Discerning recombination mechanisms and ideality factors through impedance analysis of high-efficiency perovskite solar cells

The ubiquitous hysteresis in the current-voltage characteristic of perovskite solar cells (PSCs) interferes in a proper determination of the diode ideality factor (n), a key parameter commonly adopted to analyze recombination mechanisms. An alternative way of determining n is by measuring the voltage variation of the ac resistances in conditions of negligible steady-state dc currents. A reliable analysis of n based on the determination of the resistive response, free of hysteretic influences, reveals two separated voltage exponential dependences using different perovskite absorbers (3D perovskites layer based on CH3NH3PbI3 or mixed Cs(0.1)FA(0.74)MA(0.13)PbI(2.48)Br(0.39)) and a variety of interlayers (2D perovskite thin capping). The dominant resistive element always exhibits an exponential dependence with factor n approximate to 2, irrespective of the type of perovskite and capping layers.

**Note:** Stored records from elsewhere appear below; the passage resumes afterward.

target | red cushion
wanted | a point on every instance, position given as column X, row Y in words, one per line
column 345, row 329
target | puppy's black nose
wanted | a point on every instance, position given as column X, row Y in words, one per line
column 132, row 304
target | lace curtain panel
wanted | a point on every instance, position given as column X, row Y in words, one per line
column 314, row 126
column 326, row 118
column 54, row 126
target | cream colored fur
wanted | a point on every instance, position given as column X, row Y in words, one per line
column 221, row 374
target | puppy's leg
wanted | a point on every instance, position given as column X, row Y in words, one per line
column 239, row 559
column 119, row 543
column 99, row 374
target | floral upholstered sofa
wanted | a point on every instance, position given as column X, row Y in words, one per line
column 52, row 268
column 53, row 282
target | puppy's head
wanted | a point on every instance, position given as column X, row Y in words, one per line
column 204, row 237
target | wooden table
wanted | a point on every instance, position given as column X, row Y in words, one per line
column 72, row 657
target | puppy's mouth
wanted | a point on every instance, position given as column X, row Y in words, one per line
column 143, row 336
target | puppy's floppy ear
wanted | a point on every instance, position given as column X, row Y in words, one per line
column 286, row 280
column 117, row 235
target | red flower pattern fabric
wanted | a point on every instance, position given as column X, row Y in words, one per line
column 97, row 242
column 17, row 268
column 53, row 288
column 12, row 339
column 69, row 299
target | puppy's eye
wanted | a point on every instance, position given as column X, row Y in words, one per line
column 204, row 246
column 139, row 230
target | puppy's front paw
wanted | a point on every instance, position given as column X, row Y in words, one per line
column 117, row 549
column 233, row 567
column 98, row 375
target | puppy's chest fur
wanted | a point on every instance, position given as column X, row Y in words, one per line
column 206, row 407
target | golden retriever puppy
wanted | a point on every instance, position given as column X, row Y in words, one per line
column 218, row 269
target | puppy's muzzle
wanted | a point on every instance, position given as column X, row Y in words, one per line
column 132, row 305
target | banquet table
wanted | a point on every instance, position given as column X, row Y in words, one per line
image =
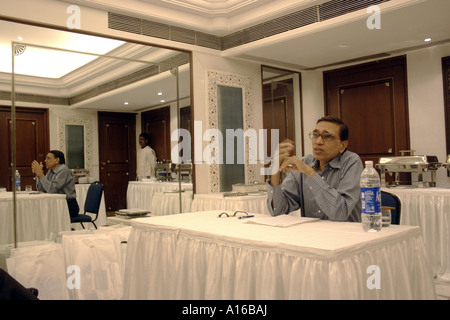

In addition, a non-negligible resistive mechanism occurs at low-frequencies (with voltage-independent time constant similar to 1 s) which is related to the kinetic properties of the outer interfaces, with varying ideality factor (n = 2 for CH3NH3PbI3, and n = 1.5 for Cs(0.1)FA(0.74)MA(0.13)PbI(2.48)Br(0.39)). Our work identifies common features in the carrier recombination mechanisms among different types of high-efficiency PSCs, and simultaneously signals particularities on specific architectures, mostly in the carrier dynamics at outer interfaces.